There’s nothing wrong with eating a double-yolk egg when you come across one. In fact, double-yolkers are in demand for their novelty, and the supply can’t keep up. When you do come across one, fry it sunny sides up.

A CRACK ATTACK

I recently read somewhere that adding salt to the water before boiling eggs prevents the eggshells from cracking. It has worked for me the three times I’ve done so. What is the chemical explanation for this effect?

There is no chemical explanation because it’s not true. Salt (sodium chloride) has no effect on eggshells (calcium carbonate), either chemically or physically.

An eggshell can crack when there is a sudden temperature difference between a cold shell and hot water. The heat makes the shell expand quickly but unevenly, because it has different thicknesses in different places. The uneven heating causes stresses that can fracture the shell at its weakest points. (Hold an egg up to a very bright light and you’ll often see fine cracks in shells that look perfectly intact from the outside.) An egg may also crack if the air space inside the large end expands too quickly, before it can seep out slowly through the porous shell. A good precaution is to puncture the large end with a pushpin to let the air bubble out harmlessly as the egg heats.

To cook crack-free eggs, avoid plunging cold eggs into hot water. Instead, put them into a pot of cold water and then heat the pot until the water begins to boil. As soon as you see a few bubbles, turn down the heat to a simmer. Depending on how long you simmer them, the eggs will cook through the entire spectrum of doneness, from coddled in 1 or 2 minutes to hard-“boiled” in 12 to 15 minutes.

So how do we explain your experience? With all due respect, three trials do not a scientific experiment make. How do you know that the eggs would have cracked without the salt? Please repeat your experiment with six dozen eggs, half of them cooked with salt and half without. Record the number of cracks in each case and turn in your lab report to me by next Thursday.

But wait! There is indeed some wisdom in salting the egg water. Read on.

DUTCH BOY IN A BOTTLE

Several people have told me that adding a little vinegar to the water when boiling eggs prevents the shell from cracking. Does it? And how?

It doesn’t. And that gets me off the hook for your second question.

The acetic acid in vinegar will coagulate the protein in any albumen (egg white) leaking out of a shell that already has a crack in it. That’s how acids in general act on proteins in general. But salt can have the same effect. Thus, adding vinegar, lemon juice (citric acid), or salt to the water is insurance for pessimists who expect their eggs to crack and want to stem the exodus of albumen. Acids and salt are leak stoppers, not leak preventers; they are fingers in the dike, so to speak.

THE EGG-SPINNING OLYMPICS

When I hard-boil eggs, why do the shells sometimes peel off quite easily and at other times they stick like crazy to the whites?

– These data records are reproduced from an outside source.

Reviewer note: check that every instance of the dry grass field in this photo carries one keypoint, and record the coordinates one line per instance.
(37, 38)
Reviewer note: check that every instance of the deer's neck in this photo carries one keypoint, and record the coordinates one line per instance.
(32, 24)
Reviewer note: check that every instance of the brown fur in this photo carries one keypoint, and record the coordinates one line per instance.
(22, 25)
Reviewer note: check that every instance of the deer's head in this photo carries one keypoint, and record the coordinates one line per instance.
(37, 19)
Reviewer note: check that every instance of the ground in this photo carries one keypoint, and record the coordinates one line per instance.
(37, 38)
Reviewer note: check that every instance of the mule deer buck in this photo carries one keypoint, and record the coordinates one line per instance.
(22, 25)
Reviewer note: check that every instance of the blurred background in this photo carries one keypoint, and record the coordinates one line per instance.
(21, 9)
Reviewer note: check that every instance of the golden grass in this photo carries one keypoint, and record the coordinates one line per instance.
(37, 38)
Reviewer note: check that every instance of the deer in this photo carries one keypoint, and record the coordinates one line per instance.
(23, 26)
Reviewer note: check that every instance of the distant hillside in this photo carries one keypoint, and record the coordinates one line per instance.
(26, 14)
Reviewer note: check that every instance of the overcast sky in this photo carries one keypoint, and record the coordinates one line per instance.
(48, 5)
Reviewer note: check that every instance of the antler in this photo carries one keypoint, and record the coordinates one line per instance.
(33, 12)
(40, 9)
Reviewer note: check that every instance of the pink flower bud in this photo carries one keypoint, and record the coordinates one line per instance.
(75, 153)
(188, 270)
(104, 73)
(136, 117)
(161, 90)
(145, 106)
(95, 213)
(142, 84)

When the eggs are done, cool them down quickly in cold running water. That shrinks the albumen away from the shell somewhat and makes an egg easier to peel. (It also keeps the yolks from turning green; see the following question.) Very fresh eggs are harder to peel because the albumen tends to stick to the membrane on the inside of the shell. But after several days the membrane retreats and the sticking tendency diminishes, so don’t hard-cook your freshest ones.